Workplace Relations Amendment (Better Bargaining) Bill 2005
Whilst many of the proposed changes have received considerable attention in the media, the Workplace Relations Amendment (Better Bargaining) Bill 2005, which is currently before the Senate, has slipped by unnoticed.
The Bill largely replicates the Liberal's original Better Bargaining Bill, which was first introduced into the Parliament in November 2002. The main changes proposed by the Bill are to amend the Workplace Relations Act.
- The changes are to ensure that protected action cannot be taken during the life of a certified agreement (to override the Emwest decision), including industrial action directed at a party other than the employer.
- Upon application of a negotiating party, the Commission will be allowed to suspend a bargaining period in respect of which protected action is being taken or is threatened. Any action taken during the suspension period is unprotected.
- Upon application of an affected third party or the Minister, the suspension of a bargaining period will be allowed in respect of which industrial action is being taken if the Commission considers that the action is threatening to cause significant harm to any person other than a negotiating party. Any action taken during the suspension period is unprotected.
- The changes clarify that protected action may not be taken by or against two or more companies which are treated as a single employer for the purposes of negotiating a multi-business agreement.
- The existing provision concerning industrial action taken in concert is strengthened, to clarify that industrial action will be unprotected where it involves non-protected persons.
The Bill also proposes to introduce new provisions about pattern bargaining.

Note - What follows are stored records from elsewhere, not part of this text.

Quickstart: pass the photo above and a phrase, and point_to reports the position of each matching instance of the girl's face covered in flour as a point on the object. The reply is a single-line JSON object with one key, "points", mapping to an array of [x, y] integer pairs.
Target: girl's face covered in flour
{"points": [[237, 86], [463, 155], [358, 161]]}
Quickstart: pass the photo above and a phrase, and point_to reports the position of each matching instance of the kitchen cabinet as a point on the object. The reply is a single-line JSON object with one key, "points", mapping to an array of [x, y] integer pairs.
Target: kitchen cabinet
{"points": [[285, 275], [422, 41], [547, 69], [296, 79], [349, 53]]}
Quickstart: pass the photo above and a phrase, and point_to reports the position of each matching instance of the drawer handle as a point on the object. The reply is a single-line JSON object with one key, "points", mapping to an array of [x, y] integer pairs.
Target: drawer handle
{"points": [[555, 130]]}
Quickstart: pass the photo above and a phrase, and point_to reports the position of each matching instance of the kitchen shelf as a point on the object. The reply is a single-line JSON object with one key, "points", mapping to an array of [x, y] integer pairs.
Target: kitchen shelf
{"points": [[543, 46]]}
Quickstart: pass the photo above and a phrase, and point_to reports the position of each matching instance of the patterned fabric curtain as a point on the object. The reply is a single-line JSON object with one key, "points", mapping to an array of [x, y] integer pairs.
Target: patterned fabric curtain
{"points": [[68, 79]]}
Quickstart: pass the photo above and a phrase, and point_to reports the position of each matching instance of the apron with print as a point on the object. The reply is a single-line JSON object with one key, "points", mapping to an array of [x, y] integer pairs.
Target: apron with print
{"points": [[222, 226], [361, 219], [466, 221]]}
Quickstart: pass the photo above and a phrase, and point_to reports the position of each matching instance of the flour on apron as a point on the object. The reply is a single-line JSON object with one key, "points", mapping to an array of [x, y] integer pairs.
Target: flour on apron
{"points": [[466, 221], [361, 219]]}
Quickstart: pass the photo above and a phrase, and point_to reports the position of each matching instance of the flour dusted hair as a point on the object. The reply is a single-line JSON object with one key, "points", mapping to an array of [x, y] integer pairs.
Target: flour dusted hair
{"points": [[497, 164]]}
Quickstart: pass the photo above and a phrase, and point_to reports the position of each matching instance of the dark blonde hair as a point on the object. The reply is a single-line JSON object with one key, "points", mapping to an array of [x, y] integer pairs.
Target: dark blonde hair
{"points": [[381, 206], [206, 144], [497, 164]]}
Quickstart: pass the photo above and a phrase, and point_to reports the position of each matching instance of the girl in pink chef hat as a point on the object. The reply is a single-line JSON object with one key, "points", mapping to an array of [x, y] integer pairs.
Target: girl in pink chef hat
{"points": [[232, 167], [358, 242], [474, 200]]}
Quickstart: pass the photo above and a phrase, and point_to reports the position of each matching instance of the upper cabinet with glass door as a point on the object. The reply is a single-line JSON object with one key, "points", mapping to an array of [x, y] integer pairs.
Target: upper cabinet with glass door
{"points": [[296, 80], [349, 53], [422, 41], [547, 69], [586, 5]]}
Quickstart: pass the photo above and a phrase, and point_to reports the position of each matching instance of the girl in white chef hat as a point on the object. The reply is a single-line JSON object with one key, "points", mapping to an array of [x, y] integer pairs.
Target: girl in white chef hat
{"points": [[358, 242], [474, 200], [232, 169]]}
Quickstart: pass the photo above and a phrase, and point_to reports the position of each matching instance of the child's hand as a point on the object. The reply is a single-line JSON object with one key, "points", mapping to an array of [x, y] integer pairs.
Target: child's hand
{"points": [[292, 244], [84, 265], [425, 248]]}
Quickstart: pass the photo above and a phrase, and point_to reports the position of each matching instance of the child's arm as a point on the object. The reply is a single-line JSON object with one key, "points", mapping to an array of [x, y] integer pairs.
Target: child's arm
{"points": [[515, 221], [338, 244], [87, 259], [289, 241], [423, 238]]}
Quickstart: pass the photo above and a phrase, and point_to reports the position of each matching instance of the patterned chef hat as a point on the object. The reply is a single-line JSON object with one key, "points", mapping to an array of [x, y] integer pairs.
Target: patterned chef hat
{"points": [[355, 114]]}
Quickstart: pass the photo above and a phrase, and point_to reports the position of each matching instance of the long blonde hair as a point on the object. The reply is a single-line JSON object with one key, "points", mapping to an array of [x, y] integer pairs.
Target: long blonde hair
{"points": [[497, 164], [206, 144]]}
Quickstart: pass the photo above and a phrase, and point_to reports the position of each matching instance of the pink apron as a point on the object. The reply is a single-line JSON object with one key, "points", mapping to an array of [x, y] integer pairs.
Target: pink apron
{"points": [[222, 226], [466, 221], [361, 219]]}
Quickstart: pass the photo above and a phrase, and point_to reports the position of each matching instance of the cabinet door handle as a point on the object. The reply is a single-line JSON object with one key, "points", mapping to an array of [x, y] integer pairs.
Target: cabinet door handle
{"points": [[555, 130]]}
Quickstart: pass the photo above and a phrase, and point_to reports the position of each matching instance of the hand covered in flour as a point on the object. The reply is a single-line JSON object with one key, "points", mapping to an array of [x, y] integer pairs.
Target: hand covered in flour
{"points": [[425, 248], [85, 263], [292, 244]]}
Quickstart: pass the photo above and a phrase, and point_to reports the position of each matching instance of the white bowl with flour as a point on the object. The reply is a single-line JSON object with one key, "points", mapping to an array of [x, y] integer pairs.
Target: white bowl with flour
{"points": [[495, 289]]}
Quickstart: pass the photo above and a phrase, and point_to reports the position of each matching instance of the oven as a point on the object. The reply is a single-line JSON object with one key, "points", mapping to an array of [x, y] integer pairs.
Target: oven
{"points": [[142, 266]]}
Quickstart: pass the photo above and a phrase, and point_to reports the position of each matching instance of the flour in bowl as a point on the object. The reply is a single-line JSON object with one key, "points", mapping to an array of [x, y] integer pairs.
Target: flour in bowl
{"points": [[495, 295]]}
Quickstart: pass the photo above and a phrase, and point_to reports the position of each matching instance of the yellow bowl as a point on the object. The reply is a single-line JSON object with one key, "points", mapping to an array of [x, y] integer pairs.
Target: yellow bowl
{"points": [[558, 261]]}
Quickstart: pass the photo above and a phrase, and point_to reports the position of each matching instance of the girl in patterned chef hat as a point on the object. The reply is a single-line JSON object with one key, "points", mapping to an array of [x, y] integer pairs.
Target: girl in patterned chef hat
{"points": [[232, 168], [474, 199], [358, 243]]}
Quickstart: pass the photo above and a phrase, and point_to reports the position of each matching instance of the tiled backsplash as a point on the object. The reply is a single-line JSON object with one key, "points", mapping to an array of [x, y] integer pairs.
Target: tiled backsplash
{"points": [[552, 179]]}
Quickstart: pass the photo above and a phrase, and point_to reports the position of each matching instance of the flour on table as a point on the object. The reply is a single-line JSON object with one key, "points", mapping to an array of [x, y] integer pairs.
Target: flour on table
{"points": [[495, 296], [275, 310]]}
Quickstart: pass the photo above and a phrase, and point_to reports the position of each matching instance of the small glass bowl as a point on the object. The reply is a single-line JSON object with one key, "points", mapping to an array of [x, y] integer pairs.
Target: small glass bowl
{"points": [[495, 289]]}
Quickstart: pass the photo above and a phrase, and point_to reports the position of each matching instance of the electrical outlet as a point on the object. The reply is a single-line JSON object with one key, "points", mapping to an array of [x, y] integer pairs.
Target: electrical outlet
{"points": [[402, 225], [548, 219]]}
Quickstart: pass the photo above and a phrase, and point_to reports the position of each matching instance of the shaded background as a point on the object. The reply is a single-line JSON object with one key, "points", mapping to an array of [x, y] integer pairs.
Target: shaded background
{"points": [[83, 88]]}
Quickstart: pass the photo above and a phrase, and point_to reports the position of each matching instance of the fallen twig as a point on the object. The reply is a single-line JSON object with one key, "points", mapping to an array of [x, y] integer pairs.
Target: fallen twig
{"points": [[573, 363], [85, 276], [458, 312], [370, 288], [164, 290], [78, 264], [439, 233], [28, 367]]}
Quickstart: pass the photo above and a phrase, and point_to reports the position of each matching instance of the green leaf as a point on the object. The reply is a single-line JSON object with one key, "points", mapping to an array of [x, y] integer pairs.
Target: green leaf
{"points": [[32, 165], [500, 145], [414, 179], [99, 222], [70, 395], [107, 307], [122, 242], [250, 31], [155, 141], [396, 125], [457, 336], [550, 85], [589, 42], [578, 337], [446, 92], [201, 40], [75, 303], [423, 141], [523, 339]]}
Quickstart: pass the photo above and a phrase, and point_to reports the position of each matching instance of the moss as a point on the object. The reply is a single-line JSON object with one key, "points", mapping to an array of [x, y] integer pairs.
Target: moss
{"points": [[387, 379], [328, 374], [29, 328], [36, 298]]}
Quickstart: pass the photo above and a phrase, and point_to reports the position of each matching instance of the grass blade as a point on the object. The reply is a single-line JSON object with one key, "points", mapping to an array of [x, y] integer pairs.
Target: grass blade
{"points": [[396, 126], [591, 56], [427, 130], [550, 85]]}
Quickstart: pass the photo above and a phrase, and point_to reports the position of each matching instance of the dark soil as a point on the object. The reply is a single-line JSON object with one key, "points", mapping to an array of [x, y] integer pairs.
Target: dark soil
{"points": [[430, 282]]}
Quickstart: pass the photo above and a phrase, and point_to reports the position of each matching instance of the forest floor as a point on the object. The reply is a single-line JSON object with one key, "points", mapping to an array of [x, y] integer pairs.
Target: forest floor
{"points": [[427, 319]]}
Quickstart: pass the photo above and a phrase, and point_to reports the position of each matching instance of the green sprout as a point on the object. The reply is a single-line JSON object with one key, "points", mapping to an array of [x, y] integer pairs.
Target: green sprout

They include provisions to:
- clarify when pattern bargaining is said to occur, namely, where a party is negotiating two or more proposed agreements seeking common wages and conditions
- deem any industrial action in support of a pattern bargaining claim unprotected action and allow the Federal Court to grant injunctive relief to stop or prevent industrial action that is taken in support of a pattern bargaining claim
- provide two exceptions to what will be considered pattern bargaining: first, where wages or conditions are determined by the Commission as national standards (test case decisions) and second, where parties are genuinely trying to reach an agreement for a single business or part of a business
- require the Commission to suspend or terminate a bargaining period where a party is engaged in pattern bargaining.